Here, De La Paz has not alleged that Bayer ever deviated from the approved training as to Essure; however, she alleges that Bayer also trained physicians in the use of hysteroscopic equipment, which equipment was never part of the premark-et approval procedure for Essure. Indeed, she alleges that Bayer’s website warned physicians, “[i]n order to be trained in Essure you must be a skilled operative hysteroscopist” (Amd. Compl. ¶¶ 50-70, 84-86, 91(j)). Bayer’s training materials did not include a training manual for hysteroscopic equipment, the materials approved by the FDA only mentioned hyste-roscopes in passing as equipment necessary for the Essure implant procedure.5
De La Paz may seek leave to amend her complaint to include a claim for negligent training to the extent the claim relates to training physicians to use hysteroscopic equipment or to the extent it alleges that Bayer deviated from the training materials for Essure. approved by the FDA. The proposed claim must also plausibly allege a causal link between any alleged negligence in training and De La Paz’s injuries.

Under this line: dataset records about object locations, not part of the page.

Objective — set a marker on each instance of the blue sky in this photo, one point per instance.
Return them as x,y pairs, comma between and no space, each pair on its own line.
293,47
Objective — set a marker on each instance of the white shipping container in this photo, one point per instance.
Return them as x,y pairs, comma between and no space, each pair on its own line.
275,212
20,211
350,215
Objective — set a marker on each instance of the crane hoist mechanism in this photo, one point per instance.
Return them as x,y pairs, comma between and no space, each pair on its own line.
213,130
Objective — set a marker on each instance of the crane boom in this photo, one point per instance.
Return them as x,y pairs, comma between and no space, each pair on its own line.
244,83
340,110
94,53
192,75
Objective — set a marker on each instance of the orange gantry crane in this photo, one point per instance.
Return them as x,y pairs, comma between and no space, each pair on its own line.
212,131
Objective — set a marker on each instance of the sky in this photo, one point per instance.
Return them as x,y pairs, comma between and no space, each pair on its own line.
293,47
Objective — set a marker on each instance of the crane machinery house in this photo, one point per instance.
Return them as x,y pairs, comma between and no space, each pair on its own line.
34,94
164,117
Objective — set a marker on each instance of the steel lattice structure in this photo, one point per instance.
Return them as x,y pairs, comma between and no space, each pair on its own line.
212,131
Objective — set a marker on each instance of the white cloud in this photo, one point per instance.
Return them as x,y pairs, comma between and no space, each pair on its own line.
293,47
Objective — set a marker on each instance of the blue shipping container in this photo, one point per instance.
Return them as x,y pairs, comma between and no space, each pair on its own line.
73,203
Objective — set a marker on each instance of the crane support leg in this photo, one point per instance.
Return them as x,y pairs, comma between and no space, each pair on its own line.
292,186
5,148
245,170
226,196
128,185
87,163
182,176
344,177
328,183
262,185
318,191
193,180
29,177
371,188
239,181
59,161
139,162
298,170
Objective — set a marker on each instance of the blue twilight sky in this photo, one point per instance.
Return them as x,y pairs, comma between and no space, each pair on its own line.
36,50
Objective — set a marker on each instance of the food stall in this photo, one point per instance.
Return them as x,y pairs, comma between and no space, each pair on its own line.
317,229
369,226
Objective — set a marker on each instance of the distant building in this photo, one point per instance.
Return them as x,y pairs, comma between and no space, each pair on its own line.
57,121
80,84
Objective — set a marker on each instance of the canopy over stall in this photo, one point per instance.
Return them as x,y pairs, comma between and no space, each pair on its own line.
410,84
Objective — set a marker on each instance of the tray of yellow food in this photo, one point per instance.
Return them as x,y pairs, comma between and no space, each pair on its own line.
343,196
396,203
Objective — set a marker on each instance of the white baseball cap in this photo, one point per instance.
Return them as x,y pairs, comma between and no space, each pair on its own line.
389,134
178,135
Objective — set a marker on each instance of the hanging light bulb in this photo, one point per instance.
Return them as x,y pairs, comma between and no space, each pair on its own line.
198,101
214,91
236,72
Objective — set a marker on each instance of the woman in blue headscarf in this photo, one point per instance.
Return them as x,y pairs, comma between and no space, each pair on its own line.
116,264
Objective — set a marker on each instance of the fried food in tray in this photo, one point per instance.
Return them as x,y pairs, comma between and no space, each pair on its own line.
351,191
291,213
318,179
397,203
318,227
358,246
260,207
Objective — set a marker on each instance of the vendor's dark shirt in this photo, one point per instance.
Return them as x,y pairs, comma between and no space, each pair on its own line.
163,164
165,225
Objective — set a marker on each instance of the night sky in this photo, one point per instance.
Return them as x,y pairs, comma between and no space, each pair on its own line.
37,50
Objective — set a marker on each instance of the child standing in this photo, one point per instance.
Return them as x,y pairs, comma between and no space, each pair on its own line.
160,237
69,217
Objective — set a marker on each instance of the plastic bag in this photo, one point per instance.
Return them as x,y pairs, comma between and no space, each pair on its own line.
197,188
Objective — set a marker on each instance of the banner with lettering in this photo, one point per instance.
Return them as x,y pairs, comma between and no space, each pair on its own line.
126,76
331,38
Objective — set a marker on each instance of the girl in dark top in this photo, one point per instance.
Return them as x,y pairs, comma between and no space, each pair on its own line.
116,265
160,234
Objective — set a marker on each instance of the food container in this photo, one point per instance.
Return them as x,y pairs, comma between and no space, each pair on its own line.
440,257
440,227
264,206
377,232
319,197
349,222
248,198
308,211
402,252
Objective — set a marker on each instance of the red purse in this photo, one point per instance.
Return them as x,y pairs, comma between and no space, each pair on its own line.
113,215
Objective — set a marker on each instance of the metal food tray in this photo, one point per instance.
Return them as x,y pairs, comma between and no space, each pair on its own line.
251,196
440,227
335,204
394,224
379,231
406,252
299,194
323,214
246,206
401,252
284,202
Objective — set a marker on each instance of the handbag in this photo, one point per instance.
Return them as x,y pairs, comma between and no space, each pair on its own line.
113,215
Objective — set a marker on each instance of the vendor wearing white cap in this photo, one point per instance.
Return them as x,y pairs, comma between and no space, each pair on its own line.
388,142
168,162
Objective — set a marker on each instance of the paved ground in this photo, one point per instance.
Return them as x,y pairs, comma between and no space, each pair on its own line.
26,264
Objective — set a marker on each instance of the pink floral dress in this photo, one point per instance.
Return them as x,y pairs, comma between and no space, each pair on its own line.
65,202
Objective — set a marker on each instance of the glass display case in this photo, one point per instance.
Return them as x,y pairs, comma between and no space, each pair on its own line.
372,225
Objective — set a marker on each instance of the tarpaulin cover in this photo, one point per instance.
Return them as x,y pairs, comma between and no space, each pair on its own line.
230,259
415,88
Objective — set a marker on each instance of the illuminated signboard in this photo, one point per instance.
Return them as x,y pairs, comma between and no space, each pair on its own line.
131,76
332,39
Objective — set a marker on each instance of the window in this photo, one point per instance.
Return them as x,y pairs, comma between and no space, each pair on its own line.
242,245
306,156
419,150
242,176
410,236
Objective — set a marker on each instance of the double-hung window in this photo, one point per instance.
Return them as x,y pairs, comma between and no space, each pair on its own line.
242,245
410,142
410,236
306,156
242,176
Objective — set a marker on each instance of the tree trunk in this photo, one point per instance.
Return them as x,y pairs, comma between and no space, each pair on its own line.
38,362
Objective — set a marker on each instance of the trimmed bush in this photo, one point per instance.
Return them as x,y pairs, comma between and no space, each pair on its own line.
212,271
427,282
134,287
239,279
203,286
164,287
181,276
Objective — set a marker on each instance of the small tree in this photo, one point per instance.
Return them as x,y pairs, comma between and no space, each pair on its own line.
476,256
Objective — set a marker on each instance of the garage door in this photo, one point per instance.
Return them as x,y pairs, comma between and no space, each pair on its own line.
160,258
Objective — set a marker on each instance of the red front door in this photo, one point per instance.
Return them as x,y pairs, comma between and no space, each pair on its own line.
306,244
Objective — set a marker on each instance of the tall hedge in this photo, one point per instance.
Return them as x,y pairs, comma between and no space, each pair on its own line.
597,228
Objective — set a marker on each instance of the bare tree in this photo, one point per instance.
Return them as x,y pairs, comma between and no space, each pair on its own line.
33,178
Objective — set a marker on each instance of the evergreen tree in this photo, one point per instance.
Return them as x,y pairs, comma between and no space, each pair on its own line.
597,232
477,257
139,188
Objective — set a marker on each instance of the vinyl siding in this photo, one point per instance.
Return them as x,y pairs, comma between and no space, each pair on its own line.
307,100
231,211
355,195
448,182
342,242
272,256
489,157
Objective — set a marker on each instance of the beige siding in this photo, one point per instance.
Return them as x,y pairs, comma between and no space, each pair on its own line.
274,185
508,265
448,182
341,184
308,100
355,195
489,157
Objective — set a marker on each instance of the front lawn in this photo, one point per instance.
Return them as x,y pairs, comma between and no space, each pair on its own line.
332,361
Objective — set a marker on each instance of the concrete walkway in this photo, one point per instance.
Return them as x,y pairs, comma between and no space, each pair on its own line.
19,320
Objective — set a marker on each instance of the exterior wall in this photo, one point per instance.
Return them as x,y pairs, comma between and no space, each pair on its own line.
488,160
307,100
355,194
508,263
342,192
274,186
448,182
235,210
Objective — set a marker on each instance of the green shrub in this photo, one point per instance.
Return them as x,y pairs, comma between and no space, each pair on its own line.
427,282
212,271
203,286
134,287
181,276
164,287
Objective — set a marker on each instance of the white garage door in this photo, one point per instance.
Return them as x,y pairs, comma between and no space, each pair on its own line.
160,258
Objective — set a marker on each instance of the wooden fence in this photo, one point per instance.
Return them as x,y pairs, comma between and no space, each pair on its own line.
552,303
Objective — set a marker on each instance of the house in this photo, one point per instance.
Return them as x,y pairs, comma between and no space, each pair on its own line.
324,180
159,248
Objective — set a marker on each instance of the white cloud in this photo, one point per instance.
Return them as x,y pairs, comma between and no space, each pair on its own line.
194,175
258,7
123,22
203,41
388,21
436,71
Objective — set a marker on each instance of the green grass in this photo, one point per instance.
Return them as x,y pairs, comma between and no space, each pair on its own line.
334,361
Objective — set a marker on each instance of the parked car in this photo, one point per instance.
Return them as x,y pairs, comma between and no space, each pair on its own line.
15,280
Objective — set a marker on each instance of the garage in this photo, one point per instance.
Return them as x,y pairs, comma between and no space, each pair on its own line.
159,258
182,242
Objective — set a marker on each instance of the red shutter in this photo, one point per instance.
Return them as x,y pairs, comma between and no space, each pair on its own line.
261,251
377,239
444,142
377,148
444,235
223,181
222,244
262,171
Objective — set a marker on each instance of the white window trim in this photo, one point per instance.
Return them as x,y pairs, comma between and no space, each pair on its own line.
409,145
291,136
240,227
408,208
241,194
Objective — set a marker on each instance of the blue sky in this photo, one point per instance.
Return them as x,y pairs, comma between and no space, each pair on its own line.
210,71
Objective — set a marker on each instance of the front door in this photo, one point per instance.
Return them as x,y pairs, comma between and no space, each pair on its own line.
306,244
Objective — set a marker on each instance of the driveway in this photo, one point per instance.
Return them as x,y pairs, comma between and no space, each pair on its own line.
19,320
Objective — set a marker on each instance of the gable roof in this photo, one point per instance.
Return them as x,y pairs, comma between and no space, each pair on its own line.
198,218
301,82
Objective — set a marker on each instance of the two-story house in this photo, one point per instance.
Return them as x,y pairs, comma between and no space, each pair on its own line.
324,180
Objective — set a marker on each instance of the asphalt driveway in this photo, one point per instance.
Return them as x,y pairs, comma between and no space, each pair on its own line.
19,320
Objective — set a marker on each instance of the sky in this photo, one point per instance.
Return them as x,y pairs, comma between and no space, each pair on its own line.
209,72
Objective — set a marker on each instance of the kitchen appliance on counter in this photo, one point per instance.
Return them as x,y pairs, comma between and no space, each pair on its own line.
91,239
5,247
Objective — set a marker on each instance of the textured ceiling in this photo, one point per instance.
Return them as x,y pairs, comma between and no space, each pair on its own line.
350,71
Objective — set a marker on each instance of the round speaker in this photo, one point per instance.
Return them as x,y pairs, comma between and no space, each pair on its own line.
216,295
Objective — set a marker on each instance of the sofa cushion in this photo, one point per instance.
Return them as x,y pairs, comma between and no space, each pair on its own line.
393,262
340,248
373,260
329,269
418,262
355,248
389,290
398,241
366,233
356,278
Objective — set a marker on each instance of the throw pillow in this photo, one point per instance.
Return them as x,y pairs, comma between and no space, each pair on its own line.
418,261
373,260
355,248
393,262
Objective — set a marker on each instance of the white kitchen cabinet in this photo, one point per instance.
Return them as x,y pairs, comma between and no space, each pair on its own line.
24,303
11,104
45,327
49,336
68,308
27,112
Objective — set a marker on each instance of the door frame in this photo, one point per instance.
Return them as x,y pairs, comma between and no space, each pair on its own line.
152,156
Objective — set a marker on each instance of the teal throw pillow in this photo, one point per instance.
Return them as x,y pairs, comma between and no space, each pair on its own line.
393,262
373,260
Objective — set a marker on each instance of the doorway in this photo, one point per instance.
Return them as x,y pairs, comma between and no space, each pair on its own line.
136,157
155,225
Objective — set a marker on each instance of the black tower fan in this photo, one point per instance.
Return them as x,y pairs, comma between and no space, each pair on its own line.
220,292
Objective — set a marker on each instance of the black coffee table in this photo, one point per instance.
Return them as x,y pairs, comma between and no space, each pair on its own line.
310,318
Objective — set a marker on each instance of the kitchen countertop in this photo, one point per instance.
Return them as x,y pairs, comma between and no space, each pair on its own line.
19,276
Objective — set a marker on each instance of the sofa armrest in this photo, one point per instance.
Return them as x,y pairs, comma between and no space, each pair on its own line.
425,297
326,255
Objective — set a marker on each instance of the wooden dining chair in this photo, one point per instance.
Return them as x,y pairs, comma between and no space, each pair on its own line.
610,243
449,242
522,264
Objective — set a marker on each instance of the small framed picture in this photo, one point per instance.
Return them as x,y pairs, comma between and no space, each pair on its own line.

5. Failure-to-Warn-the-FDA Claim.
De La Paz’s fourth claim is for failure to warn the FDA of adverse events, and her fifth claim is for strict liability for, inter alia, failure to warn. The FDA requires device manufacturers to report any time its device “may have caused or contributed to a death or serious injury....” 21 C.F.R. § 803.50(a). As stated, our court of appeals has recognized that a claim based on the failure to warn the FDA of adverse events is not preempted to the extent state tort [1097]*1097law recognizes a parallel duty (although a claim based on a failure to warn physicians or patients of adverse events would be preempted). Stengel, 704 F.3d at 1234. California law recognizes such a duty. Coleman, 223 Cal.App.4th at 429, 167 Cal.Rptr.3d 300. To state a failure-to-warn claim under California law, De La Paz “will ultimately have to prove that if [Bayer] had properly reported the adverse events to the FDA as required under federal law, that information would have reached [her] doctors in time to prevent [her] injuries.” Id. at 429-30, 167 Cal.Rptr.3d 300 (quoting Stengel, 704 F.3d at 1234).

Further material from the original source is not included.